Sunday, January 11, 2004

Valley of the Kings

I just saw a neat program on the Valley of the Kings last night, and today found an excellent resource on the site. The program I saw focused on the excavation of the tomb of the sons of King Ramses II, known as KV 5. The tomb was found in modern times in 1825, but the entrance was covered by excavation materials from another tomb and only rediscovered in 1987. Before 1990 they parked tour busses over portions of the tomb, damaging a decent amount of it. Good job, people.

KV 5 is an incredible tomb - it isn't fully excavated, but it's at least 443 meters long, and covers more than 1200 square meters. It's one of the largest tombs in all of Egypt, and I think most of it was excavated out of solid rock. Wow. The linked site has an incredible amount of information on the tomb itself (if you have flash, try out the "Launch this site in the KV atlas" feature).
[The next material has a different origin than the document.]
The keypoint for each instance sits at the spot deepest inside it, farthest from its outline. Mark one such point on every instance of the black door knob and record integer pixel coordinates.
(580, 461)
The Theban Mapping Project has a ton of wonderful information on the Valley of the Kings, containing detailed descriptions, maps, and photographs of all the various sites. In reading this over I'm amazed both at how relatively little we know about these tombs (many are still partially excavated or completely filled with debris), and also how badly the tombs have been treated. For instance, KV 3 was converted for use as a coptic chapel, KV 4 was both used as a stable and as Howard Carter's dining room, KV 9 contains Greek and Roman graffiti, and KV 17 's decorations were largely destroyed by early archaeologists.